Kemerimi söküp aşağı indim. Sonra çantamı aldım ve Jungkook'un yanına geldim. Çantamı elimden aldı.

"Ben taşırım."

"Böyle mi?"

"Evet, ne varmış halimde?"

"Neyse, bekle sen geliyorum."

Hızlı adımlarla evin kapısına gitti. Bende o sırada biraz gözlerimi kapattım. Uyanamamıştım. Aniden ayaklarım yerden kesildi. Gözlerimi pörtletircesine açtım.

"Bebeğim, artık uyanmalısın, değil mi?"

"Evet."

Yanağıma öpücük kondurdu ve içeri doğru yürümeye başladı. Masanın önüne gelmiştik. Beni yere bıraktı.

"Günaydın çocuklar, haydi gelin, kahvaltı yapalım."

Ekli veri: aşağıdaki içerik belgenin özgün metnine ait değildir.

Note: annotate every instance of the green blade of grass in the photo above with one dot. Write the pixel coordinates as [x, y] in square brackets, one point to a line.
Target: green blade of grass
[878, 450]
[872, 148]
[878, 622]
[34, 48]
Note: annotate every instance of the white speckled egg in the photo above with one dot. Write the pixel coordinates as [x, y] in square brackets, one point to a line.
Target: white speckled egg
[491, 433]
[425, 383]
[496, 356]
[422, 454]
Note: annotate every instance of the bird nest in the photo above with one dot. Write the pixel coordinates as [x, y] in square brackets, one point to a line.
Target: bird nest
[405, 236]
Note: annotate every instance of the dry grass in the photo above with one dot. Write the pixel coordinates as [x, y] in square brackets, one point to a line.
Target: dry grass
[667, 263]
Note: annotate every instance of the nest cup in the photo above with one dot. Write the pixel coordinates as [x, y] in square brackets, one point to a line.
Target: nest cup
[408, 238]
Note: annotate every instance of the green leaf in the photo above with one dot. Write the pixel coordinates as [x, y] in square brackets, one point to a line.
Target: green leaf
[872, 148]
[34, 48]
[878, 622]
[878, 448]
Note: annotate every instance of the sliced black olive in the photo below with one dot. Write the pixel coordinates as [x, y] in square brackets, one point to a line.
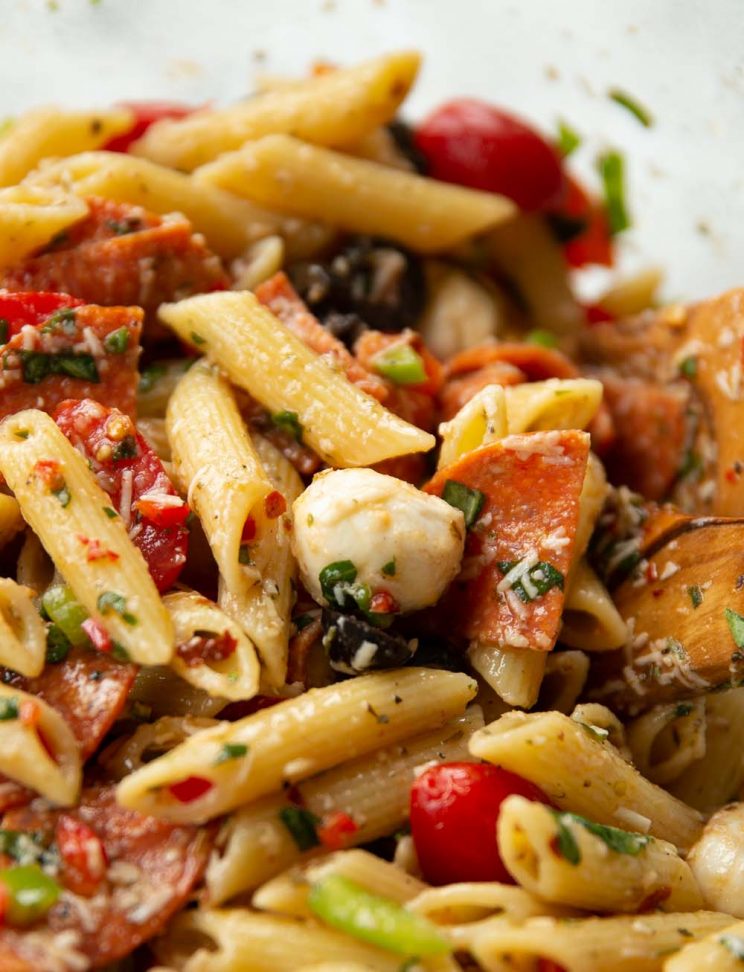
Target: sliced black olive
[404, 141]
[354, 646]
[379, 282]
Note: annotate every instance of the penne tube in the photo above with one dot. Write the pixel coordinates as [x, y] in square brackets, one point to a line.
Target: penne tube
[49, 764]
[234, 677]
[228, 223]
[217, 465]
[45, 133]
[63, 503]
[627, 943]
[293, 177]
[566, 859]
[582, 773]
[335, 108]
[259, 354]
[337, 723]
[374, 790]
[22, 632]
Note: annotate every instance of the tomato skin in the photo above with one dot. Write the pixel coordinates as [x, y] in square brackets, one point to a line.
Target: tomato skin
[475, 144]
[146, 113]
[454, 811]
[86, 425]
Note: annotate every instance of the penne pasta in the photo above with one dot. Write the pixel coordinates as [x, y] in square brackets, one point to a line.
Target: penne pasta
[338, 723]
[293, 177]
[342, 424]
[116, 589]
[582, 773]
[334, 108]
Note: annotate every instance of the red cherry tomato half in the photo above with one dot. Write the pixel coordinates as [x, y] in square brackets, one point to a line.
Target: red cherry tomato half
[146, 113]
[475, 144]
[454, 810]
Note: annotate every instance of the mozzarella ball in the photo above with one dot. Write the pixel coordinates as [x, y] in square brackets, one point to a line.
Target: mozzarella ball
[717, 861]
[399, 539]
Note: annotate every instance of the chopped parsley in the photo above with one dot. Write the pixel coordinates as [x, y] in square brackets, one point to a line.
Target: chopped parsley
[568, 138]
[611, 168]
[468, 501]
[289, 422]
[111, 601]
[230, 751]
[632, 105]
[695, 594]
[38, 365]
[9, 709]
[301, 825]
[736, 626]
[543, 577]
[117, 341]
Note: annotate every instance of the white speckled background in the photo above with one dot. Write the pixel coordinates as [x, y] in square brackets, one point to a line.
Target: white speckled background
[684, 59]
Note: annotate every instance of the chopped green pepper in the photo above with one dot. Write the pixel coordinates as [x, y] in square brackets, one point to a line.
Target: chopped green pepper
[346, 905]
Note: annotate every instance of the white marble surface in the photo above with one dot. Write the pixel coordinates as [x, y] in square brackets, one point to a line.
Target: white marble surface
[684, 59]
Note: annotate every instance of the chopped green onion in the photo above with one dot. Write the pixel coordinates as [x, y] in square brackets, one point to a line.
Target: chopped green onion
[636, 109]
[289, 422]
[230, 751]
[545, 339]
[117, 341]
[611, 168]
[568, 138]
[468, 501]
[301, 825]
[31, 893]
[349, 907]
[401, 365]
[67, 612]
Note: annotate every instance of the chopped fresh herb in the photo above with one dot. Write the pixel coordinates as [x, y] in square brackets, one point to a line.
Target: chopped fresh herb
[568, 138]
[696, 595]
[632, 105]
[37, 365]
[565, 842]
[611, 168]
[736, 626]
[230, 751]
[462, 497]
[117, 341]
[290, 422]
[9, 709]
[545, 339]
[543, 577]
[301, 824]
[733, 944]
[149, 376]
[400, 364]
[111, 601]
[58, 645]
[63, 494]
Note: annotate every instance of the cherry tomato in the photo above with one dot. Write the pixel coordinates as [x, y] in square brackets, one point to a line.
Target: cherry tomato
[475, 144]
[29, 307]
[454, 810]
[594, 244]
[110, 442]
[146, 113]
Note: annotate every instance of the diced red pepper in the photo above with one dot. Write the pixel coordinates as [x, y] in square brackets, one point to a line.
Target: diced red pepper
[83, 855]
[334, 830]
[190, 789]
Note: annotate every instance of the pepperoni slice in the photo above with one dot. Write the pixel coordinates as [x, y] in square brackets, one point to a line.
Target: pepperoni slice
[152, 868]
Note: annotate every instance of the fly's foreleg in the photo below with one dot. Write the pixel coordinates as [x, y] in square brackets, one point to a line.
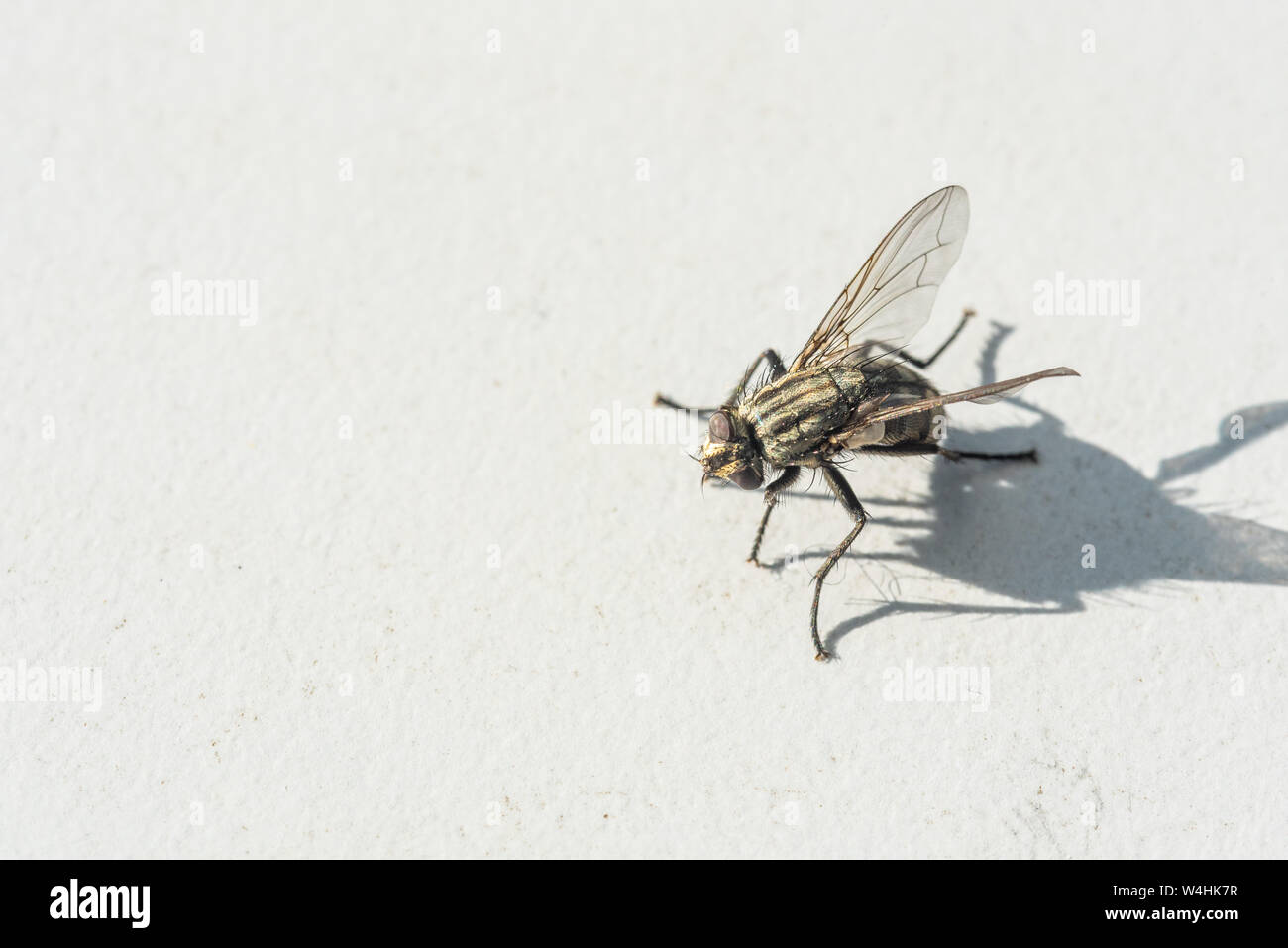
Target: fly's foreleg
[925, 364]
[854, 509]
[786, 479]
[776, 369]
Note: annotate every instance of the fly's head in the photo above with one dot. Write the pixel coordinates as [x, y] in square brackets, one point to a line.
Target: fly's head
[730, 454]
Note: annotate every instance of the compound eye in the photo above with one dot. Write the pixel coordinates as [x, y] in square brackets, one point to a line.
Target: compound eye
[720, 428]
[746, 478]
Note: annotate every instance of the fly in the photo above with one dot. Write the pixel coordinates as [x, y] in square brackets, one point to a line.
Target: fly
[853, 390]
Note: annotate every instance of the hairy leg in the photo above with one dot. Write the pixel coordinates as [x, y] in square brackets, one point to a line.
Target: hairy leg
[841, 488]
[786, 479]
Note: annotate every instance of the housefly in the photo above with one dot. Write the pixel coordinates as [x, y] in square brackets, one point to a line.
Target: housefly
[853, 389]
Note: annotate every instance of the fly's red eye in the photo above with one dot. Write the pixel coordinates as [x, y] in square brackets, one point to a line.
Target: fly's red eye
[720, 429]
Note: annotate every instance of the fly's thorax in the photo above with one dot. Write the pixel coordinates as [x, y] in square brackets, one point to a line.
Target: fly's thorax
[794, 416]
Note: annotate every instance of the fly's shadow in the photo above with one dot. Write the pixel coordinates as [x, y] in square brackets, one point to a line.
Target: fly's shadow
[1081, 524]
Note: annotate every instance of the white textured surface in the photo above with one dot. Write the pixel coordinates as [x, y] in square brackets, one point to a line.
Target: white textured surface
[432, 639]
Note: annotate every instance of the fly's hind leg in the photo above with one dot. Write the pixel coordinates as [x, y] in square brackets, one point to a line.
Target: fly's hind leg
[948, 454]
[925, 363]
[854, 509]
[1030, 455]
[776, 369]
[786, 479]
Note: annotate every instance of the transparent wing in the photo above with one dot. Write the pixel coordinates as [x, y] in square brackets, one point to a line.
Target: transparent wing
[984, 394]
[889, 299]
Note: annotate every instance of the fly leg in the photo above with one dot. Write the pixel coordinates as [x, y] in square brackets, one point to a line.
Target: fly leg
[948, 454]
[786, 479]
[925, 363]
[854, 509]
[1030, 455]
[776, 369]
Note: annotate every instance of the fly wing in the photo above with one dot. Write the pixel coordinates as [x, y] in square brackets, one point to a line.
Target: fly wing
[984, 394]
[889, 299]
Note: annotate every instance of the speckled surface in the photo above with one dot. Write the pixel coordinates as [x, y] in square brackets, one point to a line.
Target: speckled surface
[361, 575]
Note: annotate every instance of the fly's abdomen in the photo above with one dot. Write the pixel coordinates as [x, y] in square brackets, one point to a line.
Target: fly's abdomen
[794, 416]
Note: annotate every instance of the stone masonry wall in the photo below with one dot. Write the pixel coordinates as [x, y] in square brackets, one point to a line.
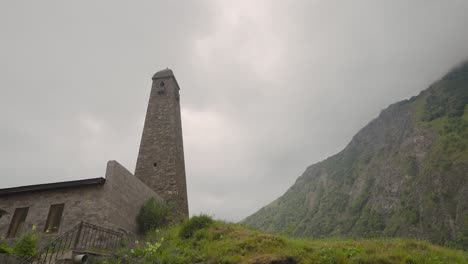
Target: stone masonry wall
[81, 203]
[160, 163]
[124, 196]
[113, 205]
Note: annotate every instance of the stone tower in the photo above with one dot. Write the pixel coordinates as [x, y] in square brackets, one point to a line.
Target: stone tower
[160, 163]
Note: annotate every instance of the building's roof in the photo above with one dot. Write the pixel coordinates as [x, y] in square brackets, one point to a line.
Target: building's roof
[164, 73]
[52, 186]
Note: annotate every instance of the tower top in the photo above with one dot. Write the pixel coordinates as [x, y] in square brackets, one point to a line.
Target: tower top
[164, 73]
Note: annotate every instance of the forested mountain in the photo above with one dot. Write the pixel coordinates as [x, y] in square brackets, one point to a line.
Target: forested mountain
[404, 174]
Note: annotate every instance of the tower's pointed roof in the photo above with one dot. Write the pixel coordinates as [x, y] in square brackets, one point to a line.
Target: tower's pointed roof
[164, 73]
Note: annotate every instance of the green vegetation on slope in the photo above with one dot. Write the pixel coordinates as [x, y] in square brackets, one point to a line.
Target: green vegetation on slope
[219, 242]
[403, 175]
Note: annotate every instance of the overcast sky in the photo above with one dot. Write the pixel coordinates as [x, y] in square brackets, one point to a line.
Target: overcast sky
[267, 87]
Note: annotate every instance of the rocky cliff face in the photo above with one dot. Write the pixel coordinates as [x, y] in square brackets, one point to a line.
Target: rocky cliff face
[404, 174]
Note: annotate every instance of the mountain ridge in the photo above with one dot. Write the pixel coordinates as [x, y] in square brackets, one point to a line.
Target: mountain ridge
[403, 174]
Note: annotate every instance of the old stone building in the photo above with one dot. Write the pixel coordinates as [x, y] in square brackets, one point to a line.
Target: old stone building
[114, 200]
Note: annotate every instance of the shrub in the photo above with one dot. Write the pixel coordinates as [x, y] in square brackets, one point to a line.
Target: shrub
[153, 214]
[26, 245]
[4, 249]
[195, 223]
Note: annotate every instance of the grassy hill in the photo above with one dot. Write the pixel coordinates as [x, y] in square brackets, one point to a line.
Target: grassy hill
[405, 174]
[206, 241]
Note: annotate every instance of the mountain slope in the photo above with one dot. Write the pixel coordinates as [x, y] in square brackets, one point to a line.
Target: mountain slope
[225, 243]
[404, 174]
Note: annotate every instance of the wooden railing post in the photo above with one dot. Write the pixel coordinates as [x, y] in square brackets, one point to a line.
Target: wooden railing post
[78, 235]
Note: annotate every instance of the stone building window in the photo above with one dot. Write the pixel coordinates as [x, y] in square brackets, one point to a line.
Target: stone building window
[54, 218]
[18, 221]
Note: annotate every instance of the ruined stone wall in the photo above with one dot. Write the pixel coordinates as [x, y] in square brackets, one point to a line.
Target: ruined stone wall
[160, 163]
[124, 196]
[113, 205]
[81, 203]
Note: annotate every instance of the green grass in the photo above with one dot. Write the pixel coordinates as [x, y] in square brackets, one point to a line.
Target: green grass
[231, 243]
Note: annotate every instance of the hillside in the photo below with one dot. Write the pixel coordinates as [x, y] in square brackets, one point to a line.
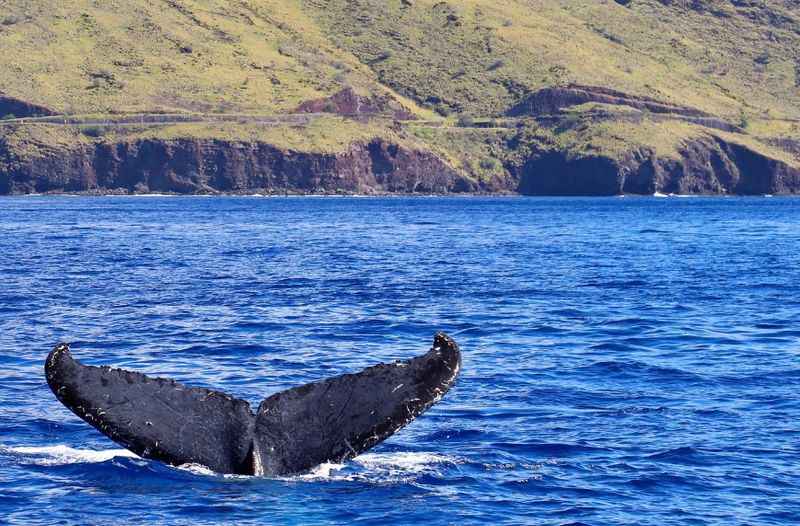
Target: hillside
[553, 97]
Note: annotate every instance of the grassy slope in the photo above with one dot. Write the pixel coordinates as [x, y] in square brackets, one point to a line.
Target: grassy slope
[467, 56]
[479, 55]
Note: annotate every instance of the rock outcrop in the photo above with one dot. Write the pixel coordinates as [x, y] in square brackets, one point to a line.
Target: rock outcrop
[710, 166]
[208, 166]
[19, 108]
[349, 103]
[550, 101]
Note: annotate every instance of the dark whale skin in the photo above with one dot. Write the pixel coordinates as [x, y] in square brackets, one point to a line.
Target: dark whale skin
[294, 430]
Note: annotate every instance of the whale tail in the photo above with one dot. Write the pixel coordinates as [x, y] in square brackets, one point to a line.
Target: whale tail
[292, 431]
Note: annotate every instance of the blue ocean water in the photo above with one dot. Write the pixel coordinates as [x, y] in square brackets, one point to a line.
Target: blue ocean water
[626, 361]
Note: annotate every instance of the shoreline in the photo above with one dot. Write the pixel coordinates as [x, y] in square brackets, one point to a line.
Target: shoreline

Gözlerimi ovuşturdum ve gözümdeki çapakları temizledim. Ardından masaya oturup bir güzel kahvaltı yaptım. İkimizin kahvaltısı bitince masadan kalktık. Jungkook çantamı aldı, elimi tuttu ve beni odasına götürdü. Çantamı yatağın üstüne koydu ve beni yatağına oturttu.

"Ben çıkıyorum. Sen üstünü değiştir. Çünkü uykun çok, değiştirmemişe benziyorsun."

Odadan çıktı ve kapıyı kapattı. Evet daha değiştirmemiştim. Hemen çantası açtım ve bikinimi buldum. Üzerini çıkarıp onu giydim. Üstüme elbisemi geçirdim. Telefonumu ve havlumu yanıma aldım ve aşağı indim.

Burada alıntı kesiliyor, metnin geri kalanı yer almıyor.